We Reviewed Police Tactics Seen in Nearly 400 Protest Videos - jseliger
https://projects.propublica.org/protest-police-tactics/
======
malechimp
BAU in Greece where a couple of days ago a demonstrator died after being
brutally attacked and tortured by police a month ago. The relevant minister
was quick to deny police had to do anything with it but breaking several ribs
to a previously healthy guy who then dies off lung failure is somewhat
suspicious. Not to mention that for a month now _no state entity_ investigated
this incident despite it being clearly caught on cam.

In general we witness at least one incident of police brutality almost weekly
for months now. The frequency has been increased to almost daily lately not to
mention passing a law that essentially curtails demonstrations and gives even
more authority to police on them. I'm in fact quite surprised that none of
these have been covered to almost no extent in international news.

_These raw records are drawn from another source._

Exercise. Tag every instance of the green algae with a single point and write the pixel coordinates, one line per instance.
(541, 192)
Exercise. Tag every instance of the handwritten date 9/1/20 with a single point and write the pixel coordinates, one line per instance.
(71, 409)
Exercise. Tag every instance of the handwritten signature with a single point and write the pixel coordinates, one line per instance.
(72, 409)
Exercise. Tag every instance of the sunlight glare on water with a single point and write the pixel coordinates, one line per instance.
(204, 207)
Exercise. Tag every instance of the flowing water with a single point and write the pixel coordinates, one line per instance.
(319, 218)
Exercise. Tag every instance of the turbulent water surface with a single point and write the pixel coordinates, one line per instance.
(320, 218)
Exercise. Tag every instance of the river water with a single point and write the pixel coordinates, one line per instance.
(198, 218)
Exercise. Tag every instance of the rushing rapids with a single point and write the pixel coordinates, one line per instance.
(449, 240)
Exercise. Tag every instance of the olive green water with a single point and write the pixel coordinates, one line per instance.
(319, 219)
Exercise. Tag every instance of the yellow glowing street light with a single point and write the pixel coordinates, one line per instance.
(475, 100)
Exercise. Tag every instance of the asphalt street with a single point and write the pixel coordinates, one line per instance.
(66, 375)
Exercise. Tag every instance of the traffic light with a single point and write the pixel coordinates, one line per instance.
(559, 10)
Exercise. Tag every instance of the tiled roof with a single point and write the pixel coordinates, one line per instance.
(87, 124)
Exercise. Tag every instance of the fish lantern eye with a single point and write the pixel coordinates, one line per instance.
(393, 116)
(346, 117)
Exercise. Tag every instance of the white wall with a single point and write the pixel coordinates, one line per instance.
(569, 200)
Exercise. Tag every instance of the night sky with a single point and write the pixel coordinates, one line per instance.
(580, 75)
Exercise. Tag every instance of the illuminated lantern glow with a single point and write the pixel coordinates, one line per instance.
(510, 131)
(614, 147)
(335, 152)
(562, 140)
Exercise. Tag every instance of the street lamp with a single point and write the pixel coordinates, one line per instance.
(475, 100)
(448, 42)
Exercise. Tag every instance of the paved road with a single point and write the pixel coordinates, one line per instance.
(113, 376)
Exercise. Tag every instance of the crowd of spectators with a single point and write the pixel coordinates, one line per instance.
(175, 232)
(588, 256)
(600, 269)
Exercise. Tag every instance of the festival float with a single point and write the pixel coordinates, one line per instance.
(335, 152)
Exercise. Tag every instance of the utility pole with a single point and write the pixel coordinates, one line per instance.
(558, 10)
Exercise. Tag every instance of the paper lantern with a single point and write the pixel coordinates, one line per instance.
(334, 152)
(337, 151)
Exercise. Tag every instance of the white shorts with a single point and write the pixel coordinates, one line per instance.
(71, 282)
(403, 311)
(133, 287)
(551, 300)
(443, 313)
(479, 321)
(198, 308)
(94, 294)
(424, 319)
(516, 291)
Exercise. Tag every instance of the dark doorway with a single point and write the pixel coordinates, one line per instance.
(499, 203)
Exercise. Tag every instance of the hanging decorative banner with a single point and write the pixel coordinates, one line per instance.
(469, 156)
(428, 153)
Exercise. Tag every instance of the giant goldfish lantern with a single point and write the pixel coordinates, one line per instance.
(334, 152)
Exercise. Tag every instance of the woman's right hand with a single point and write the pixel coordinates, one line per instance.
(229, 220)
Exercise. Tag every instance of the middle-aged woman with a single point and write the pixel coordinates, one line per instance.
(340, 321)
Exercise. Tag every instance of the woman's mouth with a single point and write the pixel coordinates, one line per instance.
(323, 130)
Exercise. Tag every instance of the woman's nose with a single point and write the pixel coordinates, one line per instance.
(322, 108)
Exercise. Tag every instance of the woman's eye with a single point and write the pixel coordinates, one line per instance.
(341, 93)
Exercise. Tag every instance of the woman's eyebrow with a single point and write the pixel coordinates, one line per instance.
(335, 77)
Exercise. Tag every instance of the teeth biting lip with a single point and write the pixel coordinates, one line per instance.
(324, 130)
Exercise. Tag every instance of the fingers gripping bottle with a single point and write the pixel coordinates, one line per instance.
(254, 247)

The irony is that all this is coming at a period when Greeks barely
demonstrate at all. The vast majority just seems to have accepted their fate,
i.e. economic misery ad infinitum, and it's been like that for years now. So,
I'm guessing this has to do with a special agenda of the relatively new right-
wing govt. Who knows. Fact of the matter is that policemen != protectors.

I believe it is a sign of deep rot of western democracies that police is the
most dangerous thing you can happen upon in a number of western "democratic"
countries.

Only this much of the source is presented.